Ken Hoon is a deputy sheriff. He and a small group of local deputies are taking a leap of faith by being the first class to enroll in a scuba diving class. It may not seem like it but by being underwater they’re dealing with an issue many first responders don’t talk about, post traumatic stress syndrome or PTSD.
“They go into situations that you can’t even describe with human words and come out and still be able to function with their families, still be able to function in society … the human mind is not designed to take that day in and day out for a 30 year career,” says Hoon.
Scuba diving instructor, Randy Lung, a former marine and deputy, says he was already using scuba diving to help fellow veterans with PTSD, “There’s actually been a study done that showed an 80 percent reduction in PTSD symptoms after going scuba diving.”
Then he lost a friend and fellow law enforcement officer, Rick Runstrom to suicide.
“I was mad at myself because I had been kind of studying PTSD, I didn’t notice any of the symptoms he was having so I want to make sure this doesn’t happen again,” he says holding back tears.

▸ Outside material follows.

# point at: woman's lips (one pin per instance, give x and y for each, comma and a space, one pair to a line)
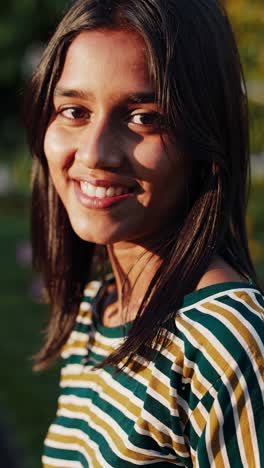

So Lung created the non profit Dive Guardians to help first responders using scuba to heal from the stresses that come with running towards danger.
After three classes, Hoon a skeptic, is now a believer, “Absolutely, it was night and day … I definitely felt the benefits of it.”
Hoon says we all are linked to a first responder, “They’re their next door neighbors, they’re your cousins, they’re your brothers, they’re your sisters.”
He hopes this program reaches his fellow first responders suffering in silence.
“I know it will save lives,” says Hoon.